I had never had a physical fight with anyone before. This was entirely new territory to me, but when a fist was coming at me or someone's hands were around my throat, instinct kicked in. I felt like I knew what to do; I knew what I had to do to get myself out of this. Peakes wasn't fighting me just to fight me; he was fighting me to get rid of me. To eliminate me from his path. To kill me. And I would have to retaliate just the same. I had to protect myself, even if it meant killing Peakes along the way. I had the proof in my pocket; Rose could still be acquitted even if Peakes was dead.
He was growing purple in the face when he sent his right hook flying towards my jaw. It collided with a terrible impact, and I knew he had dislocated my jaw. I fell back, stumbling into his desk. He leaped towards me with new vigor, his hands outstretched and fingers determined to twist my neck.

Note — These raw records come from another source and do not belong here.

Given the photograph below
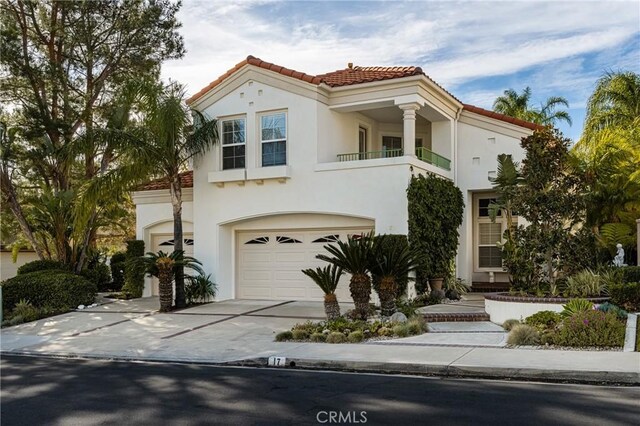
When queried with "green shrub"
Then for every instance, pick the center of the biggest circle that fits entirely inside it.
(574, 306)
(385, 331)
(117, 270)
(610, 307)
(416, 325)
(584, 284)
(626, 295)
(299, 334)
(590, 328)
(336, 337)
(42, 265)
(56, 290)
(387, 243)
(26, 311)
(630, 274)
(543, 320)
(509, 324)
(284, 336)
(200, 288)
(401, 330)
(435, 208)
(99, 275)
(523, 335)
(355, 336)
(134, 269)
(318, 337)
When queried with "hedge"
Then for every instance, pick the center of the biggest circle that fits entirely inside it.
(133, 273)
(626, 295)
(99, 275)
(630, 274)
(55, 290)
(117, 270)
(42, 265)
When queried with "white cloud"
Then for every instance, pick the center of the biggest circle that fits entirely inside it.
(454, 42)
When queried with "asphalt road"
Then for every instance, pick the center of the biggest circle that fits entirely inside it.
(44, 391)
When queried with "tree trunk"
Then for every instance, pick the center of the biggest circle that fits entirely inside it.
(165, 287)
(331, 307)
(360, 288)
(387, 292)
(178, 238)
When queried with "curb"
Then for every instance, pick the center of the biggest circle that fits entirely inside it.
(415, 369)
(448, 371)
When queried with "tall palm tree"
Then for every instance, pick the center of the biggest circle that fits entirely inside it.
(614, 102)
(164, 267)
(518, 106)
(354, 257)
(327, 279)
(176, 135)
(388, 267)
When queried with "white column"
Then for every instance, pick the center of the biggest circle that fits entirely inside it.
(409, 123)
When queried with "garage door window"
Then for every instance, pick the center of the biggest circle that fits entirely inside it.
(258, 240)
(287, 240)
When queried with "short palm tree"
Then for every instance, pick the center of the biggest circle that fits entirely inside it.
(327, 279)
(517, 105)
(388, 268)
(163, 266)
(353, 257)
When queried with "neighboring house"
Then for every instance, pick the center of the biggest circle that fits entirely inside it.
(306, 160)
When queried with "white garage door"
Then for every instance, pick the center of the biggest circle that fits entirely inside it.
(269, 263)
(164, 242)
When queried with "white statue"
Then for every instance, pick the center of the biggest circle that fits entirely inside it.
(619, 259)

"You bastard! I'll kill you for ruining my plan!" he screamed. I kicked and thrashed, trying to throw him off. For such a short man, he was surprisingly muscular and heavy. His knees jabbed into my stomach as he landed on top of me, and I dry-heaved at the impact as he began to strike me in the face. "It was flawless! No one would have known! We would have done it if it werenít for you, you crazy son of a bitch!"
I said nothing to him in reply, only grunted as I squirmed, trying to fight him off of me. As one of his hands jabbed into my neck, cutting off my windpipe and pinning me down, his other dove into my pocket and pulled out the radio.

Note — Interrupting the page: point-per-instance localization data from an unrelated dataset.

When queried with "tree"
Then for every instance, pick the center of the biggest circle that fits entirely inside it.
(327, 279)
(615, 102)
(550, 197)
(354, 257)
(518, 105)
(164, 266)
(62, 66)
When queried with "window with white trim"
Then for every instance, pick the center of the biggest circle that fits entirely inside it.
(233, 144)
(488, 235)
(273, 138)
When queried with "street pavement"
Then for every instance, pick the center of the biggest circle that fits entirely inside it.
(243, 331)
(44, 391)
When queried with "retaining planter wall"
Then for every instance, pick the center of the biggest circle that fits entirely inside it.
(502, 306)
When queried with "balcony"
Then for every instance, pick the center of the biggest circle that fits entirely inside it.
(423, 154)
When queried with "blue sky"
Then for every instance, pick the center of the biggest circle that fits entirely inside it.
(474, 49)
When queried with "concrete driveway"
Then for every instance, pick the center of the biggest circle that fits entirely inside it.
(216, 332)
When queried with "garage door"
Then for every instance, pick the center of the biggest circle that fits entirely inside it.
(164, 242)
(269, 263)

"No!" I gurgled out as he dangled the radio above me like the threat it was. I couldn't let him destroy the radio. It was evidence. It was the proof.
I thought of Rose going back to Azkaban. Of Ron with scars on his ribs, unknowing of where they had come from. Of my own life as everything seemed to go dark. So much relied on this one moment. I had to do this.
Adrenaline. It shot through me, coursing through my veins, and with a heavy scream I reached over my head and snatched a few of his quills from his desk. I bunched them together in my hands, and with no remorse, I drove the quills into his stomach. His blood spread across my fingers, pooling onto my t-shirt with the pull of gravity. He grunted, and I knew it wouldn't be enough to kill him. Not now. I had only wounded him. But I took his moment of shock as an opportunity. I pulled the three quills out of his body and forcefully rammed them back in. This time I left them there and then kicked him directly where the quills were embedded into his stomach, forcing them deeper in.
He howled in pain, and I shoved him off of me. His body collapsed to the ground, and I fell on top of him, my hands reaching for the radio still clasped between his desperate fingers. He held a firm grip, but in his weakened state, I succeeded. I held the radio in my hands.
Victory. Success. I held it all in my hands, and I felt proud. Proud that I had finally done it.
Now I just had to apparate myself the hell out of there. I was just beginning to feel that pull in my stomach when Peakes let out a scream, and he jumped on me with full force.
"NO, YOU DON'T!"
We were sucked in together, and together we were a mess of fighting limbs, tearing flesh and clawing. Splinched.